AI Driven Text Generation

Developed an LSTM model to generate text, mimicking the style of Nietzsche's writings.

GitHub Url

Overview

This project uses an LSTM neural network to generate text based on the writings of Friedrich Nietzsche.
The model is trained on a dataset of Nietzsche's works, enabling it to produce new text sequences that mimic his style.

Dataset

Source: The dataset consists of Nietzsche's writings, available online.
Data Download: The text data is fetched from an online repository and read into the system for processing.
Corpus Statistics: The dataset contains 600,893 characters.

Data Preprocessing

Character Indexing: The text is transformed into sequences of characters.
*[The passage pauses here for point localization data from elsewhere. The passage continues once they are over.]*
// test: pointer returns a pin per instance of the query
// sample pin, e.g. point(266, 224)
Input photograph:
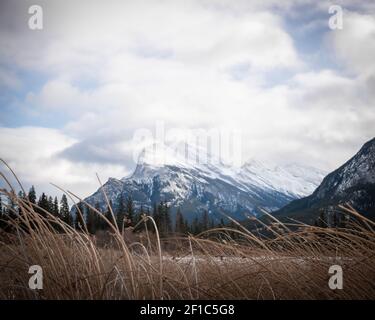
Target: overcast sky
point(73, 94)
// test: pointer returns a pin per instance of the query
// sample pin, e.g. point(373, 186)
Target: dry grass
point(288, 265)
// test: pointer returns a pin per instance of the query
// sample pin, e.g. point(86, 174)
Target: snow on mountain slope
point(190, 178)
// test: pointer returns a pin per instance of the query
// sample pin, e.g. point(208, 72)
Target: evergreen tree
point(22, 197)
point(156, 216)
point(180, 223)
point(108, 215)
point(91, 220)
point(205, 221)
point(80, 216)
point(322, 219)
point(64, 211)
point(55, 210)
point(130, 210)
point(50, 205)
point(32, 195)
point(43, 205)
point(196, 227)
point(99, 221)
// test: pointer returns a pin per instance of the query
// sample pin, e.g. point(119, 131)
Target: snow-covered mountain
point(353, 182)
point(177, 177)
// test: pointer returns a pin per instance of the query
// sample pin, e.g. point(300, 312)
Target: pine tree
point(50, 205)
point(43, 205)
point(156, 216)
point(22, 197)
point(99, 221)
point(196, 228)
point(205, 221)
point(55, 210)
point(91, 220)
point(108, 215)
point(64, 211)
point(80, 216)
point(130, 210)
point(120, 215)
point(180, 223)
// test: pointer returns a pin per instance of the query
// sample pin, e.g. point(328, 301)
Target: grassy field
point(218, 264)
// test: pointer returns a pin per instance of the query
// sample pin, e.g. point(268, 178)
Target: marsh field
point(292, 262)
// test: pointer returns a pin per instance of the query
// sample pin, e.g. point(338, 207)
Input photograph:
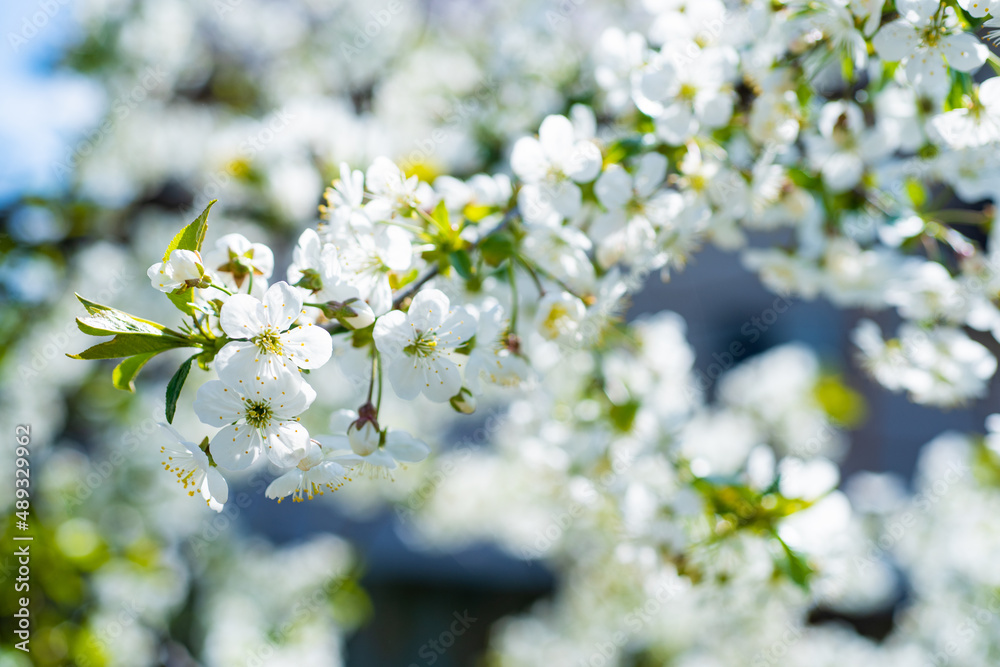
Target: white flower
point(393, 194)
point(618, 58)
point(311, 476)
point(264, 345)
point(234, 259)
point(980, 8)
point(183, 267)
point(345, 201)
point(627, 230)
point(258, 418)
point(938, 366)
point(925, 39)
point(550, 166)
point(316, 269)
point(363, 436)
point(559, 316)
point(974, 173)
point(688, 94)
point(480, 190)
point(492, 358)
point(977, 125)
point(191, 465)
point(844, 146)
point(367, 259)
point(393, 448)
point(420, 343)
Dictionaries mapping characters to indices and vice versa are created.
Sequence Creation: The text is split into overlapping sequences of 40 characters with a step size of 3.
Vectorization: Each character in the sequences is one-hot encoded, resulting in a binary matrix representation.

Model Architecture

LSTM Layer: The model uses an LSTM layer with 128 units to capture temporal dependencies in the text.
Dense Output Layer: A Dense layer with a softmax activation function outputs probabilities for each character in the vocabulary.
Compilation: The model is compiled using the categorical cross-entropy loss function and the Adam optimizer.

Training

Training Setup: The model is trained for 60 epochs with a batch size of 128, using early stopping based on validation loss.
Callbacks: A custom callback function is used to print generated text samples at the end of each epoch, showcasing the model's progress.

Text Generation

Sampling Function: A helper function samples the next character based on the model's output probabilities, introducing randomness to the text generation process.
Diversity: Text generation is performed at different "diversity" settings, which control the randomness of the predictions, ranging from more conservative to more creative outputs.

Results

Model Performance: The model's training and validation accuracy and loss are tracked over epochs, indicating its learning progress.
Generated Text: At the end of training, the model can generate coherent and stylistically consistent text that resembles Nietzsche's writings.

Summary

This project demonstrates the application of LSTM networks for sequence generation tasks. By training on a dataset of Nietzsche's works, the model learns to produce text that captures the thematic and stylistic elements of the source material, showcasing the potential of deep learning in natural language processing.